“Aproveché cada pedacito de tierra que ves aquí para sembrar. Tengo yuca, ajo, tomate, cebolla, maíz, plátano, mango, aguacate, manzanilla, tilo, jengibre, guanábana y naranja”.
Al tiempo que Jesús José Agustín Estrada Rolo, de 64 años, se empeñaba en mostrarme la diversidad del huerto, yo imaginaba el estado de aquel lugar antes de que él decidiera transformarlo. En mi mente estaba un terreno vacío, como tantos que hay en la Isla, con bultos de basura dispersos, algunos trastos olvidados.
“Esto lleva pincha, pero no tanta como se pudiera creer. Riego las plantas con poca agua, jarro a jarro, sin manguera, y mira lo grande que están; pero eso sí, hay que ser consistente y dedicarle un rato todos los días.
“A mí nadie me ayuda a trabajar directamente en el huerto, pero si necesitara algo sé que puedo contar con los vecinos. A todo el que viene aquí a pedirme un poquito de manzanilla, un ajo para sazonar la comida o un par de plátanos para reforzar, se lo doy sin cobrar nada. Siempre estoy en la mejor disposición de hacerlo, porque el que da recibe; eso es ley”.
Al costado del edificio que hace esquina por la calle San Gabriel, entre Jáuregui y Jesús María, crece el modesto sembrado que, pese a no resolver el tema de la comida, aligera la carga sobre los bolsillos del barrio.
Mientras hablaba, se frotó las manos y miró orgulloso lo que había logrado levantar en apenas seis meses. Le pregunté la razón que lo llevó a pedir ese espacio para sembrar y el semblante le cambió; de repente su mirada reflejó un miedo latente.

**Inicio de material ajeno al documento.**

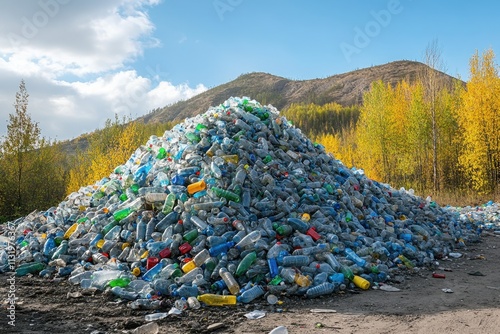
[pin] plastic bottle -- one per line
(231, 283)
(132, 207)
(351, 255)
(249, 239)
(151, 273)
(220, 248)
(62, 249)
(185, 291)
(196, 187)
(319, 290)
(197, 261)
(360, 282)
(229, 195)
(296, 260)
(193, 303)
(298, 224)
(251, 294)
(332, 261)
(124, 294)
(169, 203)
(245, 263)
(217, 300)
(189, 277)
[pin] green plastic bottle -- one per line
(168, 206)
(61, 250)
(229, 195)
(347, 272)
(120, 281)
(245, 263)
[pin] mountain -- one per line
(345, 89)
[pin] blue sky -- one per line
(84, 61)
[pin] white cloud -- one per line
(49, 41)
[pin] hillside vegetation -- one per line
(404, 123)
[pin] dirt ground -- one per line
(421, 306)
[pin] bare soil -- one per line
(421, 305)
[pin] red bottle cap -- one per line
(184, 248)
(165, 253)
(313, 234)
(435, 275)
(151, 262)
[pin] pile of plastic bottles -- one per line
(230, 206)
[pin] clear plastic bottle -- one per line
(351, 255)
(124, 294)
(249, 239)
(232, 285)
(321, 289)
(217, 300)
(155, 316)
(251, 294)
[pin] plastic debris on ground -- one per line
(229, 207)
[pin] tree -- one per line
(432, 84)
(31, 166)
(23, 137)
(479, 121)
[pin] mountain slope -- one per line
(345, 89)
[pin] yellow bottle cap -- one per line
(360, 282)
(136, 272)
(188, 266)
(100, 243)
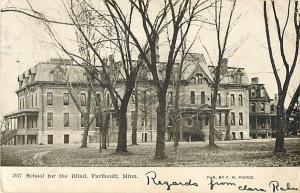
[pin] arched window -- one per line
(262, 92)
(193, 80)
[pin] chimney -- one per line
(224, 66)
(111, 59)
(254, 80)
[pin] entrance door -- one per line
(66, 139)
(233, 135)
(50, 139)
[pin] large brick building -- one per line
(262, 111)
(47, 115)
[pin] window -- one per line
(262, 107)
(107, 100)
(240, 118)
(170, 97)
(50, 139)
(206, 120)
(226, 119)
(66, 139)
(36, 99)
(49, 119)
(31, 100)
(82, 121)
(253, 107)
(199, 80)
(193, 80)
(49, 98)
(253, 92)
(219, 99)
(170, 123)
(133, 98)
(241, 100)
(232, 101)
(218, 119)
(193, 97)
(143, 121)
(66, 98)
(83, 99)
(262, 92)
(272, 108)
(97, 121)
(202, 97)
(189, 122)
(66, 120)
(232, 119)
(132, 117)
(98, 99)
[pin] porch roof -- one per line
(31, 111)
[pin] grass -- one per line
(234, 153)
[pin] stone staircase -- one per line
(218, 135)
(7, 135)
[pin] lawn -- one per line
(252, 153)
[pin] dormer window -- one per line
(262, 92)
(193, 80)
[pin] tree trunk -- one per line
(280, 127)
(85, 135)
(134, 127)
(104, 134)
(161, 127)
(212, 120)
(122, 133)
(100, 141)
(176, 114)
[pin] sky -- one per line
(24, 43)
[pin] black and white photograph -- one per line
(150, 83)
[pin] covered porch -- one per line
(21, 127)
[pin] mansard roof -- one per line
(196, 63)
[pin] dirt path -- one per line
(36, 160)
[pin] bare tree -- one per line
(222, 35)
(289, 66)
(182, 14)
(107, 33)
(181, 67)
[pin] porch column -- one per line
(25, 127)
(256, 126)
(227, 135)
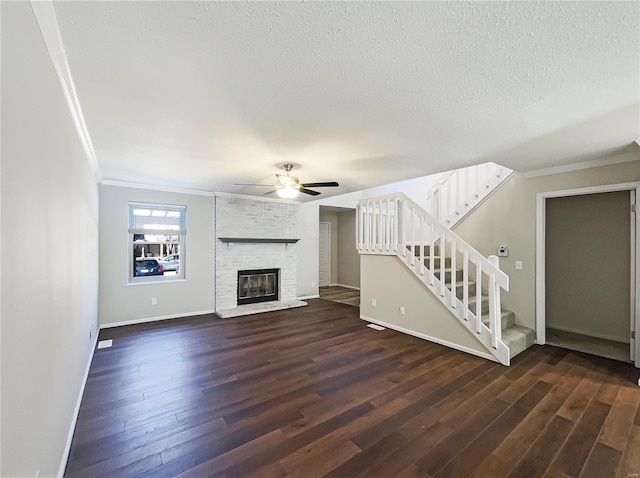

“Yo era un hombre que no paraba de trabajar; fui custodio, chapeaba patios, hice albañilería y lo que apareciera. Realmente no descansaba lo suficiente y el día menos pensado mi cuerpo me lo cobró. Tuve el infarto en el 2012, quedé tirado en la acera. Me auxiliaron tres estudiantes de Medicina que pasaban de casualidad por ahí y me recogieron. Después de eso me recuperé bien, pero me quedó un dolor raro en el pecho. Para aliviarme, mi hijo me recomendó practicar Tai Chi.
“El Tai Chi realmente me salvó, pero me faltaba algo, necesitaba enfocar mi energía, sentirme útil y así fue como se me ocurrió la idea del huerto. Todas las tardes vengo para acá, atiendo mis plantas, que son de lo más agradecidas, y me relajo”.
Puede que me hubiera cruzado más de una vez con Jesús en el René Fraga, mientras él y su grupo practicaban ejercicios por la mañana. Sin duda, es admirable saber cómo decidió aferrarse a la vida y recuperar su salud.
“Si este pedacito de tierra me rinde bastante, te imaginas todo lo que pudiera hacer el que tiene un terreno un poco más grande. Lo que hay es que trabajar con amor, deseo, y verás que la tierra lo agradece y da frutos. Es un intercambio de energía positiva”.